The Stephen Erskine Fellowship

Created in 2007 through a generous bequest from Stephen Erskine to support studies into consciousness in the human brain.

Black and white MRI image featuring cross-section images of the human brain

The purpose of The Stephen Erskine Fellowship was to support a Fellowship working with Professor David Menon on studies into the brain and its consciousness. The fund was established from the legacy of Dr Stephen Erskine (1970), who left £135,000 to the College in order to fund a research fellowship for three years.

Stephen studied Medicine at Queens', and was involved in several societies including the Medical Society, Queens' Squash Club and the College tennis team.

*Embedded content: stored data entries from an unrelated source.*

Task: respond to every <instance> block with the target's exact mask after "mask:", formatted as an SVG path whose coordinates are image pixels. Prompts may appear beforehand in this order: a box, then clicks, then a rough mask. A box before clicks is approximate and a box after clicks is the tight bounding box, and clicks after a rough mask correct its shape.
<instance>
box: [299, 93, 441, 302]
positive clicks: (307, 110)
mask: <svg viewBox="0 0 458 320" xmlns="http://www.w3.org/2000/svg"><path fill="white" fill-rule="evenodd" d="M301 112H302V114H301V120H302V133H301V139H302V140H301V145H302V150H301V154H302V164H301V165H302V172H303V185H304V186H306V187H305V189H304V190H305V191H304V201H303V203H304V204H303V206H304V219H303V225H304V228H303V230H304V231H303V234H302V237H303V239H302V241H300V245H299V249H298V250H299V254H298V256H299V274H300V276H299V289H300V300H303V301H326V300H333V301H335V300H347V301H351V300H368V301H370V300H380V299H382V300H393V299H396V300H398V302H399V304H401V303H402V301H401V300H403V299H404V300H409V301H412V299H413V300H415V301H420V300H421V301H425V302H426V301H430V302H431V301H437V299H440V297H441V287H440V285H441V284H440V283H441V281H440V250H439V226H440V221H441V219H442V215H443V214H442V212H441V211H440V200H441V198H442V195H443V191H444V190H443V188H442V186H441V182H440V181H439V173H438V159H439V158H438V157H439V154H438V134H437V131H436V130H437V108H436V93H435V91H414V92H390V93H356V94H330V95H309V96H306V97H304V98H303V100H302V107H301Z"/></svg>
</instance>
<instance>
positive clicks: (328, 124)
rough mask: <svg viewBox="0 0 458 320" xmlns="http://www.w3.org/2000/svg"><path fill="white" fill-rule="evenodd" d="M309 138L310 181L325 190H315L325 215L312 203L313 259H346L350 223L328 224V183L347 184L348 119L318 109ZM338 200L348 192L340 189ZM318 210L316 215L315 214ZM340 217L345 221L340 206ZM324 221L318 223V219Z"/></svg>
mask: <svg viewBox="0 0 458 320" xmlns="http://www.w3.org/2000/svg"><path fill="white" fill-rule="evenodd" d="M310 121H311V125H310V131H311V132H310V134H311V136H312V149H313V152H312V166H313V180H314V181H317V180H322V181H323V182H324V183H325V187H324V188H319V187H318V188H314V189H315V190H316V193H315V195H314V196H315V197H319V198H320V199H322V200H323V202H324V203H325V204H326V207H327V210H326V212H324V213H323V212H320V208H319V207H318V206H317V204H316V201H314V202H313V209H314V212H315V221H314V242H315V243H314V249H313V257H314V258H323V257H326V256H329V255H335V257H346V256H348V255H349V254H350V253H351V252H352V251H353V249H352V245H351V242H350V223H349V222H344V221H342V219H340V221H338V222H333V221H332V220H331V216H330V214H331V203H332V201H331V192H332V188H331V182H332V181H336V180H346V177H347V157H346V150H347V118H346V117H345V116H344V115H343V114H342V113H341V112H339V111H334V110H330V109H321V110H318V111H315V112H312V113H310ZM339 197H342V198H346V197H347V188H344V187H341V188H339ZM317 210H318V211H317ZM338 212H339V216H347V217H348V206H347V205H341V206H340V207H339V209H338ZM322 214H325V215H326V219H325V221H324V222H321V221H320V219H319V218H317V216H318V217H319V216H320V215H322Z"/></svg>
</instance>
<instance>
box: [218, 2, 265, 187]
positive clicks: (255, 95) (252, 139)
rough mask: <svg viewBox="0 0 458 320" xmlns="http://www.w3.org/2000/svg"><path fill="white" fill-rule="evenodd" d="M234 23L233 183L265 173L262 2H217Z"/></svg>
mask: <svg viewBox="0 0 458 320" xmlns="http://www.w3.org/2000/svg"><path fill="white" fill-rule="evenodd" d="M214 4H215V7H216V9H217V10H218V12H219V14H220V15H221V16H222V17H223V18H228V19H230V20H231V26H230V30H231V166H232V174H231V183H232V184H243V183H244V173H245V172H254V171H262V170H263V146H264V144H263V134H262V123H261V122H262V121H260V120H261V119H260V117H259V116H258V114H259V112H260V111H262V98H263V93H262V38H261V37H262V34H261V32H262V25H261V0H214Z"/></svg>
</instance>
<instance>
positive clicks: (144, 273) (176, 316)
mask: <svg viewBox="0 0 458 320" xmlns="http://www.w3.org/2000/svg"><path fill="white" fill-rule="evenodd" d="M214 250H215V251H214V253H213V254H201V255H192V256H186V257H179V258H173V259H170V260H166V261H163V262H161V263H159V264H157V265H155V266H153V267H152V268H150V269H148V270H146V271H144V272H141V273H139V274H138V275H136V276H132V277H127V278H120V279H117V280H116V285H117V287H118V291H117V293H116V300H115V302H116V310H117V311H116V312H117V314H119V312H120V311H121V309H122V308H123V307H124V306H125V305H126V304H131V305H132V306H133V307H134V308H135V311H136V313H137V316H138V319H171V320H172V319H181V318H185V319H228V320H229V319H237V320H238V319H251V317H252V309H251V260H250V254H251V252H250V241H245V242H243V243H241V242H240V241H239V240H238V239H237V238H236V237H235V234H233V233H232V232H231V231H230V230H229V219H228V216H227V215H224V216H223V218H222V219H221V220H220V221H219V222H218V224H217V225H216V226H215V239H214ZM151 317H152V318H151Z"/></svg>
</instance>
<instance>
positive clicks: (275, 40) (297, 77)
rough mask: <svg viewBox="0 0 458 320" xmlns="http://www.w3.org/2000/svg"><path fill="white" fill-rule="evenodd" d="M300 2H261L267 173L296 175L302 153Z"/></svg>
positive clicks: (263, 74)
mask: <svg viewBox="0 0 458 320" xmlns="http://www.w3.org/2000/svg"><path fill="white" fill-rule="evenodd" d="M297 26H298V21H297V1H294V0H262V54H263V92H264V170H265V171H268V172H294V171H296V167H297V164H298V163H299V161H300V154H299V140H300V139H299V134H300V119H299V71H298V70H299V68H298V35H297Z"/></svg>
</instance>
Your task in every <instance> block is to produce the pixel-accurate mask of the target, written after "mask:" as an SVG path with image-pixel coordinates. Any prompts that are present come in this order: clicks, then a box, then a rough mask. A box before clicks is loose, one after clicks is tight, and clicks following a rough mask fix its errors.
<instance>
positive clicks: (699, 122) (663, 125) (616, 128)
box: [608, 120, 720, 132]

Professor Menon is Head of the Division of Anaesthesia, Principal Investigator in the Wolfson Brain Imaging Centre, and Co-Chair of the Acute Brain Injury Programme at the University of Cambridge. He was the first Director of the Neurosciences Critical Care Unit (NCCU) at Addenbrooke's Hospital, where he established the first recognised training programme for specialist neurocritical care in the UK. Professor Menon's research interests include neurocritical care, secondary brain injury, neuroinflammation, and metabolic imaging of acute brain injury. He has also published on the physiology of coma and the vegetative state, and on mechanisms of anaesthetic action in the brain.

Dr Emmanuel Stamatakis is the leader of the Cognition and Consciousness Imaging Group. He employs behavioural tasks, mathematical models, network science, information theoretical approaches and machine learning to determine the systems-level mechanisms that govern cognitive function, both in health and disease. Currently, his work focuses on understanding the neural mechanisms underlying altered states of consciousness in healthy volunteers (induced by anaesthetics or psychedelics) and patients who have sustained brain injuries that result in disorders of consciousness (e.g. minimally conscious state).

The fund has supported research such as the role of the 'default mode network' in helping us perform routine tasks, and the complexity of the stream of consciousness.